I think I may have gotten to the point of saying, hey - it is late enough, what's the point of going to sleep.

But words, aren't flowing like they should, brain delving into deeper introspection, out of practice just opening up and letting it flow. For better or worse. Maybe we'll unleash a bit more, unbridle, remove a bar or two from the window and see what happens. For now, maybe we'll force some big stupid head dumbass to go to sleep by hitting publish.

leaving it with: watch Searching for Sugar Man. by whatever means is in your digital/fiscal arsenal

heddwch
G




Monday, February 02, 2015

Tahini Dressing for Kale, Carrot, and Golden Beet Salad

Snow day number 3 in less than a week. I probably could have made it in on the bike, but it was sleeting and freezing rain by the time I had finished shoveling and there wasn't anything that couldn't be rescheduled and sitting on a pile of vacation days to use, well. I didn't suit up and try to ride to work dodging plow trucks and dealing with a nice coating of ice.

So I took a nap instead (okay more or less shoveled and then got horizontal in bed while the coffee kept me from fully dozing off).

Got up and well, for some reason I thought a tahini dressing over a Kale salad sounded perfect for lunch on a house bound snow day.

I don't usually (haven't ever) made a Tahini dressing but a million years ago the Antique Sandiwch Company in Tacoma was a place we spend lots of time. Step-father was either teaching classes in the rooms upstairs, or they were performing on stage. Or we were in between this place or that and would stop there for lunch.  Everytime, same thing: Hot ham and cheese on wheat bread. A mountain on thinly sliced ham covered in rich melty tillamook cheddar cheese. The sandwiches all came with a side salad and an amazing thick and flavorfull tahini dressing.

That is one of my happiest emotional meals of my childhood. One of the most memorable.

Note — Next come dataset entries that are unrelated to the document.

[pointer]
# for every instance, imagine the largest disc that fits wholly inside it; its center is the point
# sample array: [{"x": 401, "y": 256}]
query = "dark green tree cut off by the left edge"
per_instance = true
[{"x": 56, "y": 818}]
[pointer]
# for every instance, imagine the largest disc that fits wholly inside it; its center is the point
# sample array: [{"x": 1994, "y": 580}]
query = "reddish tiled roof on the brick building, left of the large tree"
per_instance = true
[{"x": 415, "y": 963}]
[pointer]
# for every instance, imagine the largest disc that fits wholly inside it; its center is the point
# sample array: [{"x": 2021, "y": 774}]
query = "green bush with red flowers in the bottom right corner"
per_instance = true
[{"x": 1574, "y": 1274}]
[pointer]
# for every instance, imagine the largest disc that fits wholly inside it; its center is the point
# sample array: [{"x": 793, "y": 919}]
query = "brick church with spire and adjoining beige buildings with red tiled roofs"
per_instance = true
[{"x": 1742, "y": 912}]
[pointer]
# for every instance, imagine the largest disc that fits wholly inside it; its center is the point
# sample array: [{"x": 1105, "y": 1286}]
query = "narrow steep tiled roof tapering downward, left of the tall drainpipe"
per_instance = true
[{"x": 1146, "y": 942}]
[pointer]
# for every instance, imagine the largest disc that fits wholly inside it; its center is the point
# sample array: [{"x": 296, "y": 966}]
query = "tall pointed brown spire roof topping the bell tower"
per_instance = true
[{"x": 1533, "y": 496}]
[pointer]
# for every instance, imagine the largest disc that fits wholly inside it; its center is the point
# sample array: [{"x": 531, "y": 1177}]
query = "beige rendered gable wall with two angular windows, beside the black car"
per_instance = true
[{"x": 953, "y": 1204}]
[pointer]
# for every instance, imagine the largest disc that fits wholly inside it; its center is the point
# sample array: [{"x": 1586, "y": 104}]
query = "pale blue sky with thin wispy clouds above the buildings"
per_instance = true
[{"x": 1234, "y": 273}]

I made some hot salad to go with dinner last night. Half green kale, half swiss chard, sauteed in olive oil, with some shoyu sauce and balsalmic vinegar. That's it. Incredibly simple, perfect balance and everyone devoured it.

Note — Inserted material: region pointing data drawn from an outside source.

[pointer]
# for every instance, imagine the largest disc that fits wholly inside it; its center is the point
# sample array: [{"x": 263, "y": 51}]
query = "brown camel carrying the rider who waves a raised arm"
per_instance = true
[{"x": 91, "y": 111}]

I still had a large bunch of Kale, and the girls love getting the Seven Stars Bakery Kale salad, and so maybe I will make my own take. Rather than use my normal dressing I kind of multi-thread brainstormed and wound up thinking a Tahini Dressing would be pretty amazing paired with Kale.

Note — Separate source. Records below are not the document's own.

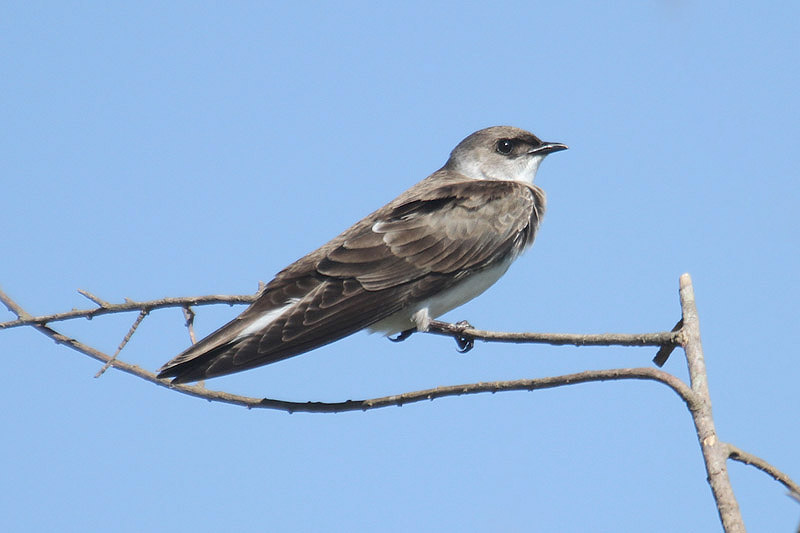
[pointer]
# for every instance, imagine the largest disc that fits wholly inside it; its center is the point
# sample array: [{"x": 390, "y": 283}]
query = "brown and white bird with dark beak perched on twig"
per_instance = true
[{"x": 436, "y": 246}]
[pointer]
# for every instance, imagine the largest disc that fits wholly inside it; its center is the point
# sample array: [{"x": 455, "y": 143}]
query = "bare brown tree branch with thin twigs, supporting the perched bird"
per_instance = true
[{"x": 686, "y": 334}]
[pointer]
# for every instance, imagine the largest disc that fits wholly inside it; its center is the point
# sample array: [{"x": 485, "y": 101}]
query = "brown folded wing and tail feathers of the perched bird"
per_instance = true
[{"x": 424, "y": 242}]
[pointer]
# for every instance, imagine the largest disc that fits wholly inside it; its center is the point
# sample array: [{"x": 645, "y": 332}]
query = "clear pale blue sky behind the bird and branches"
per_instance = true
[{"x": 151, "y": 150}]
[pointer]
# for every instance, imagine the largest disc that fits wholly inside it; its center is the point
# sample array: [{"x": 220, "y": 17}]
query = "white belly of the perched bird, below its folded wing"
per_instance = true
[{"x": 443, "y": 302}]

And with the massaged (with a bit of salt to break it down a bit) Kale I decided to use the poor man's mandolin (veggie peeler) and create ribbons of carrots and golden beets to add color, texture and flavor to the salad. My 10 year old was very excited about this meal just hearing what I was putting in it.

Topped with some sliced almonds and sunflower seeds, the salad was both delicious and filling.

Okay, the Dressing. Everyone knows I like to make stuff from scratch. Canned pasta sauces are an offense in my book, inexcusable. And yes I know, lots of people use them and don't care. Salad dressings too. Who makes their own? Not enough people do honestly. It is so simple.

Get a jar with a lid. put the vinegar/water/herbs/spices/salt in first, lid and shake to mix. Then add the oil based (or just oil) (doubling or just a bit more than 2x as much of vinegar mix), put the lid back on and shake. With a simple mustard vinegrette if you get the powdered mustard in there it will stay emulsified perfectly. Literally a very few minutes to make from ingredients most everyone has laying around (or could after the next shopping trip).

Tahini dressing.

Start with jar and lid

3 cloves garlic (we all like fresh garlic so i tend to use a bit more than some people are used to)
2 cm long small knuckle of ginger root, peeled and diced very finely
1-2 tablespoons of Shoyu Sauce
1-2 tabelspoons Organic Seasoned Rice Vinegar
1 tablespoon Apple Cider Vinegar
Some diced Cilantro
cayenne pepper
turmeric

Close lid and shake until all is well suspended and mixed.

Then, add
about 1/4-1/3 cup of Tahini
1-2 tablespoons sesame oil
Olive oil to bring oil volume up to more than double the first half volume

close lid and shake.

Finished.

Disclaimer. I did NOT measure anything. But I feel pretty confident that the ratios are close.

eat well and cook for yourself and your loved ones.